Lagoa do Araçá: Conto Feliz
 
"Conto, enquanto coaxo, porque estou feliz. Essa é a melodia harmoniosa do entardecer". Assim disse o seu Milton, um velho sapo da lagoa do Araçá*. Araçá, só no nome. Até mesmo os brejos já sumiram daquele lugar. Pequenos charcos escaparam entre os arranha-céus. Ainda assim, são lares felizes para muitos bichos pequenos.

Num certo dia, Milton resolveu reunir a passarada e nada poderia “dar zebra”?

- Zebra? Errado, disse Milton.

Foi quando Leninho, um pequeno pardal - muito esperto - teve uma grande ideia: a de convidar outros grandes amigos, nada convenientes para a ocasião: Jacaré Mané, a Jibóia Lela e um enorme calango**, bem verdinho, chamado Sião.  Eles eram legais, mas será que poderiam estragar a grande festa?

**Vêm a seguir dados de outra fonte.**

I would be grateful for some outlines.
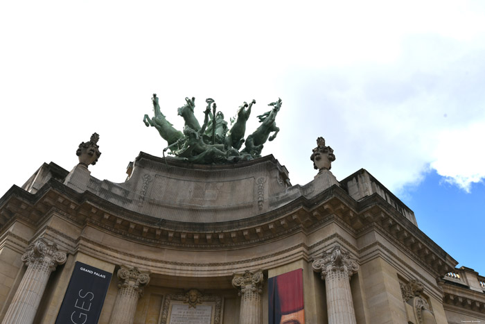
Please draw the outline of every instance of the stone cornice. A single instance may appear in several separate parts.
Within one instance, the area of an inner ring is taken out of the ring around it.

- Amigo, vamos fazer da nossa confraternização, o grande encontro dos animais urbanos, disse Leninho.
 
Foi quando Milton percebeu uma coisa sobre o que estava por vir e clamou.

- Oh, Deus! Como posso coaxar com tanta gente grande e faminta em minha volta?

Mas, fala sério, Jacaré Mané e Jibóia Lela, nem pensar! Seus amigos pássaros, também podem e devem participar da festança.
 
Depois de tantas discussões, os amigos indesejáveis de Leninho, enfim, não foram convidados. Dias e horas se passaram e mal podiam imaginar a repercussão da grande festa na lagoa. Eram sapos e rãs de todos os recantos do bairro. Lagartixas, periquitos, papagaios e muitos outros animais. Desconfiadas, as joaninhas, borboletas e outros insetos, também se animaram e preparam os seus trajes de gala.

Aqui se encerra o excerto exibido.